The story becomes even more nuanced when looking at junior and senior postings as a share of each sector’s total openings. Junior postings are down year-over-year in raw numbers, but as a share of total postings, the decline is far less pronounced. In fact, only about one-third of sectors show a decrease in the proportion of junior roles relative to their sector’s overall postings. This means that while fewer junior jobs are available in absolute terms, they are not disappearing faster than postings overall. In many cases, junior roles have held steady — or even grown — as a share of total postings, even as the labor market broadly contracts. Put differently, while more employers focus their hiring towards senior roles, the challenge for new graduates is not that junior roles are being uniquely squeezed out, but that the entire market is shrinking, leaving fewer openings to pursue.

This year-over-year decline in job postings is nearly universal, with positive growth recorded in only 2 of the 45 sectors tracked by Hiring Lab. Aside from banking & finance and physicians & surgeons, every sector has seen opportunities shrink over the past year. The Bureau of Labor Statistics shows that only 22,000 jobs were added in August, following a trend of declining gains. Even though overall postings remain above their pre-pandemic baseline, the downward trend is unmistakable. For workers who already have jobs, this may not feel alarming.

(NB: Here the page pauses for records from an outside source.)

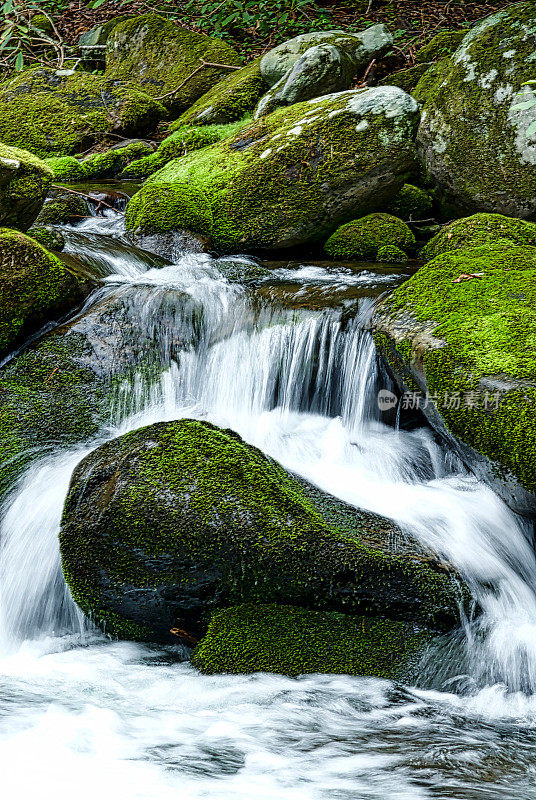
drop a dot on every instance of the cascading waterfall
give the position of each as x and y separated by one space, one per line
302 386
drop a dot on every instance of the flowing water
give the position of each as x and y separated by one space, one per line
82 716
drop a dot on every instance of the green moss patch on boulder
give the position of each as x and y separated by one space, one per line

But for those searching for work, or even considering a change, the environment feels like an uphill battle simply because fewer openings are available.

Conclusion
So far, the 2025 labor market tells a story of contraction, with opportunities shrinking across nearly every corner of the labor market. And while almost all sectors have seen year-over-year declines in postings, this slowdown does not appear to amount to a crisis. Instead, the market is stagnating. Openings are harder to find, mobility is limited, and newcomers face the strongest headwinds. While new labor market entrants may be most affected by this slowdown, their struggles stem less from employers pulling back on junior roles specifically and more from the overall decline in available jobs.
Methodology
Data on non-seasonally adjusted Indeed job postings are an index of the number of job postings on a given day, using a seven-day trailing average. February 1, 2020, is our pre-pandemic baseline, so the index is set to 100 on that day. Data for several dates in 2021 and 2022 are missing and were interpolated.
Keywords used in junior postings were “junior” and “associate.” Keywords used in senior postings were “senior,” “lead,” and “principal.” Postings for senior and junior titles were grouped monthly, with a 3-month moving average applied.
The number of job postings on Indeed.com, whether related to paid or unpaid job solicitations, is not indicative of potential revenue or earnings of Indeed, which comprises a significant percentage of the HR Technology segment of its parent company, Recruit Holdings Co., Ltd. Job posting numbers are provided for information purposes only and should not be viewed as an indicator of performance of Indeed or Recruit. Please refer to the Recruit Holdings investor relations website and regulatory filings in Japan for more detailed information on revenue generation by Recruit’s HR Technology segment.